In 1974 in an MIT conference the famed Richard Feynman surprised his audience with his talk about computational models of physics, giving weight to the previously esoteric idea that our material world is essentially a computer. More recently the idea of assembling molecular systems as computing machine was boosted with (1) the advent of nanotechnology, and (2) the looming limits of miniaturization of silicon chips. Bio-inspired computer scientists have noted that nature is self organizing, self repairing, and self-replicating, and most importantly, evolving -- everything that integrated transistor circuits are not. And hence the race is on, to harness chemical phenomena as a computing machine. There are numerous models for chemical bit representation, for permanent as well as volatile storage. There are quite a few methods to use chemical reactivity as a predictable algorithm, and a great deal of theoretical work has been done with respect to asynchronicity and handling of complexity - the natural way.

Chemical reaction-diffusion media represent information effective processing. Recent work has shown that it can be used for image processing, finding the shortest paths in a maze and solving various problems of high computational complexity.

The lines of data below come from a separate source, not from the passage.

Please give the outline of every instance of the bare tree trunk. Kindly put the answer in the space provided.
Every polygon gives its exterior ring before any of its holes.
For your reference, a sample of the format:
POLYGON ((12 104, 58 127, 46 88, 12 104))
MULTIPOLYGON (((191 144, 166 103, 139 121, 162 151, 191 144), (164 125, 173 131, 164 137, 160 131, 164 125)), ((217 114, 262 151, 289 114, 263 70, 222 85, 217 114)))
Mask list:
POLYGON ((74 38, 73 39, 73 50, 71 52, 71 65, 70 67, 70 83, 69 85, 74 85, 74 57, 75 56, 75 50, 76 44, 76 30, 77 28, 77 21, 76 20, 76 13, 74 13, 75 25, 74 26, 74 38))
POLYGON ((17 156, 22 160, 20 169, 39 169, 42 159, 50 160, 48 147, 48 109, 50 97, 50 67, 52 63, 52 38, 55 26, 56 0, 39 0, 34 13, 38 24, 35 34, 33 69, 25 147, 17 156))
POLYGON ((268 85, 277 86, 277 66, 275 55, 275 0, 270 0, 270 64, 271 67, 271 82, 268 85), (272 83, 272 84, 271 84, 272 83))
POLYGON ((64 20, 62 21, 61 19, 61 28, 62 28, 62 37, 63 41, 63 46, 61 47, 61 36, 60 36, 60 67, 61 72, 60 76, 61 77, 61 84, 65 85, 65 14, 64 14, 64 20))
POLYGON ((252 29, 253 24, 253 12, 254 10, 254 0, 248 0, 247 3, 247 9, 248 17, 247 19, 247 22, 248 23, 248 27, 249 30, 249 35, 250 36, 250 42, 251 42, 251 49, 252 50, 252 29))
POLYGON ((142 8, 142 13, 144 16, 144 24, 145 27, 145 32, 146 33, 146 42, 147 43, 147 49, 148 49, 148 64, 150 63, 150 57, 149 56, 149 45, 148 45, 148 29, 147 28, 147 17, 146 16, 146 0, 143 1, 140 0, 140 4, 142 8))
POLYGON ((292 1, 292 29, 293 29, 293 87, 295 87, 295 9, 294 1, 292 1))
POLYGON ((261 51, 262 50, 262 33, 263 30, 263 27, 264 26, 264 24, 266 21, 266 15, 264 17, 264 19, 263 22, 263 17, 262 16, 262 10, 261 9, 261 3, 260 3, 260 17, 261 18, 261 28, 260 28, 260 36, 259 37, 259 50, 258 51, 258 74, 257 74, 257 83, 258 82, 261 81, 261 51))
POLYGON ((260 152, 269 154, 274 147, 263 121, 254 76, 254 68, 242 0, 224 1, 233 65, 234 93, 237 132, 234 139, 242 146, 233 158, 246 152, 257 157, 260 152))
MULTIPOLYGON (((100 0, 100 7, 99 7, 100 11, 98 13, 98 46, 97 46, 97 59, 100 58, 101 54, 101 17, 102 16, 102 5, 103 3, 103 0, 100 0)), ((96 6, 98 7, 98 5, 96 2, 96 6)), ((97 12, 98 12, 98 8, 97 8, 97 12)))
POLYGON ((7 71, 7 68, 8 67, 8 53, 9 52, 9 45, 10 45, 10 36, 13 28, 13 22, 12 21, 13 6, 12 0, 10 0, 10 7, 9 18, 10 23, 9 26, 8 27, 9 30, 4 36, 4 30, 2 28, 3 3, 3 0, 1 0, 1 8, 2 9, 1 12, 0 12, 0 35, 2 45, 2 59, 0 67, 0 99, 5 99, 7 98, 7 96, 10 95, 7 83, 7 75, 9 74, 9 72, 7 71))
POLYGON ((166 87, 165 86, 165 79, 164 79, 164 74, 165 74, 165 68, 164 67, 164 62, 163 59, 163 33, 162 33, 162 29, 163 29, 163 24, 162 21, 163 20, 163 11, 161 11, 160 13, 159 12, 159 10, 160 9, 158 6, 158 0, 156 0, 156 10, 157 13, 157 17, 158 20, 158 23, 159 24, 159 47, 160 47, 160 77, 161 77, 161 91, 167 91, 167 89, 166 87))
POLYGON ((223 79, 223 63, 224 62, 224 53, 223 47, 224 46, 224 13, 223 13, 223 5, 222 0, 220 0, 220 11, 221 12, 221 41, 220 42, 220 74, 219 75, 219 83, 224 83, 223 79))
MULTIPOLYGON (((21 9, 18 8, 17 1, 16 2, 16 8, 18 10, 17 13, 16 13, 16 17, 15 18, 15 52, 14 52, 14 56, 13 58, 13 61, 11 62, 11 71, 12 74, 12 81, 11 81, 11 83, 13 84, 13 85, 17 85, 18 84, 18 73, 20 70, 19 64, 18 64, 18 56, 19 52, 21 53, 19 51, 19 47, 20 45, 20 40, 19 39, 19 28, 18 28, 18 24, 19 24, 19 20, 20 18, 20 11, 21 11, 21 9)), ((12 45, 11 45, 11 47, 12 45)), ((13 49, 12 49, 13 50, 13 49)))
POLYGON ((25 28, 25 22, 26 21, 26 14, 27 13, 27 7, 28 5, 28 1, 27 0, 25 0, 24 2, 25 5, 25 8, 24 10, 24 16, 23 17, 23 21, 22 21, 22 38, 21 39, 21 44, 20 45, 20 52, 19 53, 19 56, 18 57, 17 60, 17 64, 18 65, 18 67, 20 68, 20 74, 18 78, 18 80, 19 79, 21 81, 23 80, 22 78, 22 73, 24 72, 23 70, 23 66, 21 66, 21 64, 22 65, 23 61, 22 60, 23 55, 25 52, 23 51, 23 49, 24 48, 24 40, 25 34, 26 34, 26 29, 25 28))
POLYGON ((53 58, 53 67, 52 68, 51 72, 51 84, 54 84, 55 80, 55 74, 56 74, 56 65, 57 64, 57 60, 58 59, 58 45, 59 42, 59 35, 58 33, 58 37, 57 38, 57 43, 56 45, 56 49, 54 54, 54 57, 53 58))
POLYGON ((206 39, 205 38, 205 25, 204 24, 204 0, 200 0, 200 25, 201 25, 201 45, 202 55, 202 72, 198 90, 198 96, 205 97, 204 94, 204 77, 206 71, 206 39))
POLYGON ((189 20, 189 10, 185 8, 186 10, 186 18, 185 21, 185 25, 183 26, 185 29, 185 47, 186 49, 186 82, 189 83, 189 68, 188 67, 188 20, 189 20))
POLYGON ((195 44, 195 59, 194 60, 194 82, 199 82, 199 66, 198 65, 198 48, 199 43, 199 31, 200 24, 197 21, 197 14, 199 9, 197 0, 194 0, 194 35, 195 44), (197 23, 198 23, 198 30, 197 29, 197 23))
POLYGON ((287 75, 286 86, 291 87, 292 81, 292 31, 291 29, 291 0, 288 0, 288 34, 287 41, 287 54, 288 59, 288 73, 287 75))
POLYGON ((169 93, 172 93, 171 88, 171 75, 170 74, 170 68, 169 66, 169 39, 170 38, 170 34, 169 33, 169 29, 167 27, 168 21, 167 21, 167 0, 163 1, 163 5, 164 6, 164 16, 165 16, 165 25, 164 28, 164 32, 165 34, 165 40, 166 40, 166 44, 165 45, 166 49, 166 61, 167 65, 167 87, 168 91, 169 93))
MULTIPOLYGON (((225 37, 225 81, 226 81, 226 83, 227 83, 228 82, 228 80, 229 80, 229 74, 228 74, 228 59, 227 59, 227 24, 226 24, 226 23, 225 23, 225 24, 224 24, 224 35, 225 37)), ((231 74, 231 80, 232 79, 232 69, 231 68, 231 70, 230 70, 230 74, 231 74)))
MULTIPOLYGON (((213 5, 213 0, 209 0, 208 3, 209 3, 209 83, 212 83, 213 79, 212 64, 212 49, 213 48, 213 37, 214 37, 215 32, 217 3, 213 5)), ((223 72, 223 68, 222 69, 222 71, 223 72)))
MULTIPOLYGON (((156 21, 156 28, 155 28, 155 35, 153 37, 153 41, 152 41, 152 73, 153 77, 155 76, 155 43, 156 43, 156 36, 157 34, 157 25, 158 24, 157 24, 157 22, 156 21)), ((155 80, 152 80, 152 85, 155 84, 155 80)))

In the words of Peter Dittrich writing the chapter "Chemical Computing" in the book "Unconventional Programming Paradigms", Springer 2005: All information processing systems found in living organisms are based on chemical processes. Harnessing the power of chemistry for computing might lead to a new unifying paradigm coping with the rapidly increasing complexity and autonomy of computational systems. Chemical computing refers to computing with real molecules as well as to programming electronic devices using principles taken from chemistry.

A few practical applications appear to be very close at hand. One group is pushing chemical date stamps to create an "unpeelable" label of manufacturing data on polymers, gels, and composites. Certain electrochemical reactions may reflect cryptographic one-way functions.

D&G Sciences has recently developed a ChIP innovation database to help us appraise chemical computing innovation projects, (warning: some are really long term, and you don't want to get stuck with a loser...). It would appear that any major chemical company should be alert to this field. It can turn from esoterica to mainstay almost overnight. Let's together keep tabs on it the day before.